My deliberate conviction at the time, and ever since, has been that the authorities at Washington considered thirty thousand men, just in the rear of General Johnston's army in Georgia, drawing their rations from the same stores from which his army had to be fed, would be better used up there than in the Federal ranks, in view of the fact that they could recruit their armies, while we had exhausted our material; that the refusal to exchange prisoners, and the denial of our offers in regard to the sick at Andersonville, was part of the plan of attrition. It will be remembered that the friends of Federal soldiers in prison at the South had become clamorous about the stopage of exchanges. The Northern press had taken the matter up, and the authorities had been arraigned as responsible. I have never doubted that one collateral object of the Wirz trial was by a perfectly unilateral trial (?), in which the prosecutor had everything his own way to manufacture an answer to these just complaints. And I feel a conviction that the truth will one day be vindicated; that, having reference to relative resources, Federal prisoners were more, humanely dealt with in Confederate hands than Confederate prisoners were in Federal hands. It was their interest, on a cold-blooded calculation, to stop exchanges when they did it—and as soon as it was their interest, they did it without scruple or mercy. The responsibility of the lives lost at Andersonville rests, since July, 1864, on General Meredith, Commissary-General of Prisoners, and (chiefly) on Edwin M. Stanton, Secretary of War. No one of sound head or heart would now hold the Northern people responsible for these things. The blood is on the skirts of their then rulers; and neither Mr. Garfield nor Mr. Blaine can change the record.

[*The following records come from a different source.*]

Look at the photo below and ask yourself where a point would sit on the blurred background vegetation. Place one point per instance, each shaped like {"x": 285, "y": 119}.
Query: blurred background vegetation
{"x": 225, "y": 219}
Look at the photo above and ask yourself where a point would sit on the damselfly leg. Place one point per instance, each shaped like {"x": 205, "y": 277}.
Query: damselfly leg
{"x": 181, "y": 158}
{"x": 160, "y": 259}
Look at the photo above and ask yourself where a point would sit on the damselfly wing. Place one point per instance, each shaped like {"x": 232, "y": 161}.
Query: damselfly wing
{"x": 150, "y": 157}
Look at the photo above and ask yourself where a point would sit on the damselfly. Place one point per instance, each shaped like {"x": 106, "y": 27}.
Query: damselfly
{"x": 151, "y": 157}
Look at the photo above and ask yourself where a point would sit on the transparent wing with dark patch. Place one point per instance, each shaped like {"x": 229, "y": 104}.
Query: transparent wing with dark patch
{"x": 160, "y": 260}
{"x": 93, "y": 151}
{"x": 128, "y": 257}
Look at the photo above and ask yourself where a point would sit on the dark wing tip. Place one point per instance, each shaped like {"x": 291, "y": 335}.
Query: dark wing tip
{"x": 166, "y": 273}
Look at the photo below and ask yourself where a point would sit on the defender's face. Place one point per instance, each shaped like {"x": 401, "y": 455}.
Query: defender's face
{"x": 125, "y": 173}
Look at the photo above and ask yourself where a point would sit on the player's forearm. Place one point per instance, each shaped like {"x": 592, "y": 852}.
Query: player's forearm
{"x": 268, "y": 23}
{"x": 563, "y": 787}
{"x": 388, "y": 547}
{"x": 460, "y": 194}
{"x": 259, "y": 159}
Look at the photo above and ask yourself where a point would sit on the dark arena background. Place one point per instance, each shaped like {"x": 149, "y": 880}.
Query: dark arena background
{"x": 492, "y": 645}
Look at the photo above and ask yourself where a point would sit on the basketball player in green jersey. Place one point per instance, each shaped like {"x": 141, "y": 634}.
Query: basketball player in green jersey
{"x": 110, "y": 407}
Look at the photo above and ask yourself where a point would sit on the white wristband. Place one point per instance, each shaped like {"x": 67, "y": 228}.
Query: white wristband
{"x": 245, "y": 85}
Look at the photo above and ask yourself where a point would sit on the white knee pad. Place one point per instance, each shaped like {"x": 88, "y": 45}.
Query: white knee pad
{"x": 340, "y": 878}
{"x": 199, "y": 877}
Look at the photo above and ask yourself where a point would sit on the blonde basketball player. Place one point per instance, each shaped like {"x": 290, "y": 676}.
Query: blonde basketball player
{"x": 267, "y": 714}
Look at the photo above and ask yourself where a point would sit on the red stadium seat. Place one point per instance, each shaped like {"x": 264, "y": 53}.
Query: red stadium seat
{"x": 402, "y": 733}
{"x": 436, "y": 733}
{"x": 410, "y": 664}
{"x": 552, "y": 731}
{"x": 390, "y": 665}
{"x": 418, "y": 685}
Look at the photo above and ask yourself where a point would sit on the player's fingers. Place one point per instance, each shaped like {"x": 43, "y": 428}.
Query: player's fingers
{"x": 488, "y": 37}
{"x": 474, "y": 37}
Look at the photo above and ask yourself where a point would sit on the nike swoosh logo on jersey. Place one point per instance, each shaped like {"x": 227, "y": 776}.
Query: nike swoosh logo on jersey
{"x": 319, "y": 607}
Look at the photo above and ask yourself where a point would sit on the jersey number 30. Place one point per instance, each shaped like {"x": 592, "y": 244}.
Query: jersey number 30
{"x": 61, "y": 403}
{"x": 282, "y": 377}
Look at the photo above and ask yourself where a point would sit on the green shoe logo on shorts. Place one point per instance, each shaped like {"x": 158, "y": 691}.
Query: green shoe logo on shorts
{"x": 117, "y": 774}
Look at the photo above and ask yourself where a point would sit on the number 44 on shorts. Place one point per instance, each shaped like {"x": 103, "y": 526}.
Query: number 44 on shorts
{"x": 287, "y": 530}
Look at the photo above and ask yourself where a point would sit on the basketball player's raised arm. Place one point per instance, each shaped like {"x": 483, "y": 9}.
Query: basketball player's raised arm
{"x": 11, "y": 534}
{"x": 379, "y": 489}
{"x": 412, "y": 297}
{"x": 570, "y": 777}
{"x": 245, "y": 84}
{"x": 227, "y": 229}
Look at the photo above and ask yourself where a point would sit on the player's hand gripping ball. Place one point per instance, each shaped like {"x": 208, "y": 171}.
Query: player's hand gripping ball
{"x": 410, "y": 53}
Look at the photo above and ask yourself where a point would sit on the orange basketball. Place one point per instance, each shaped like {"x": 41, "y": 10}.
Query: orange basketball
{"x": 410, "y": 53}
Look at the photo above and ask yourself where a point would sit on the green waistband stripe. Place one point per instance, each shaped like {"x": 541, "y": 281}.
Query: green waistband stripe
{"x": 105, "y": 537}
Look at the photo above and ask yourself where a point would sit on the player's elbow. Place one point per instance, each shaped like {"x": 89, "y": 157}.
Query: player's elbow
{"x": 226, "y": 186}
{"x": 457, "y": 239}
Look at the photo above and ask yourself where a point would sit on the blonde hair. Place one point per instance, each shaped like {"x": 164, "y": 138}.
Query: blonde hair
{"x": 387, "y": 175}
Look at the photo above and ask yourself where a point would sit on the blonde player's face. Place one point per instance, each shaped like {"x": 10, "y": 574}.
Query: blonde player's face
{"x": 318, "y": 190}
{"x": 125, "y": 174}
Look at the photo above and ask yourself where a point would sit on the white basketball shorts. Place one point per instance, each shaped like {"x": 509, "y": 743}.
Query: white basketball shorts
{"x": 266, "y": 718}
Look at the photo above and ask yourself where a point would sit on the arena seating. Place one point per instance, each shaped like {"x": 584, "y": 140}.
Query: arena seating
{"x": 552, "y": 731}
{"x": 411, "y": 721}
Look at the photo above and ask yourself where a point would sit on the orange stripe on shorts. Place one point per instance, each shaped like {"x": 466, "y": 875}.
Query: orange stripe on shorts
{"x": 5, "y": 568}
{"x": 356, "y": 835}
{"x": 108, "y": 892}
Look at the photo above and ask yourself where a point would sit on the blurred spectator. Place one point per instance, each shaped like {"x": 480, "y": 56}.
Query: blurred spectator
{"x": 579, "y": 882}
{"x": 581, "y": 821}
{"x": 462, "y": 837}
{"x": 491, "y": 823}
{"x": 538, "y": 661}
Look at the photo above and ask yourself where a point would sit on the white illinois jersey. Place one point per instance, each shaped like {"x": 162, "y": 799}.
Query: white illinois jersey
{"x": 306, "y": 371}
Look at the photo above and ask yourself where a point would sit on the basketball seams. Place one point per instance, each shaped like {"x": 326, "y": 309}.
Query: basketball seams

I never heard that there was any particular "suffering" at Libby or Belle Isle, and do not believe there was. Crowded prisons are not comfortable places, as our poor fellows found at Fort Delaware, Johnson's Island, &c.
I have at this late day no means of refreshing my memory in regard to the general orders on the subject of prison treatment, but this as a general fact I do know, that Mr. Davis' humanity was considered to be a stronger sentiment with him than public justice, and it was a common remark that no soldier capitally convicted was ever executed, if the President reviewed the record of his conviction. He was always slow to adopt the policy of retaliation for the barbarities inflicted by local commanders on the other side. The controversy between General Winder and Colonel Chandler was never brought to an investigation, for the reasons mentioned above. What the result of that investigation would have been no one can now tell; but I will say in reference to this true old patriot and soldier—a genial man, whose zeal was sometimes ahead of his discretion—that if he was, at Andersonville, the fiend pretended by the "bloody shirt" shriekers, he had in his old age changed his nature very suddenly. I never saw any reason to consider Colonel Chandler's report wilfully injurious to General Winder, and supposed that it was the result of those misunderstandings which not unfrequently spring up between an inspecting officer and a post commander when the former begins to find fault.
I have written hastily. In minor details, the lapse of twelve years may render my memory inaccurate, but of the general accuracy of the narrative I have given, as lying in my own knowledge or reported to me by those whose names I have mentioned, I vouch without hesitation.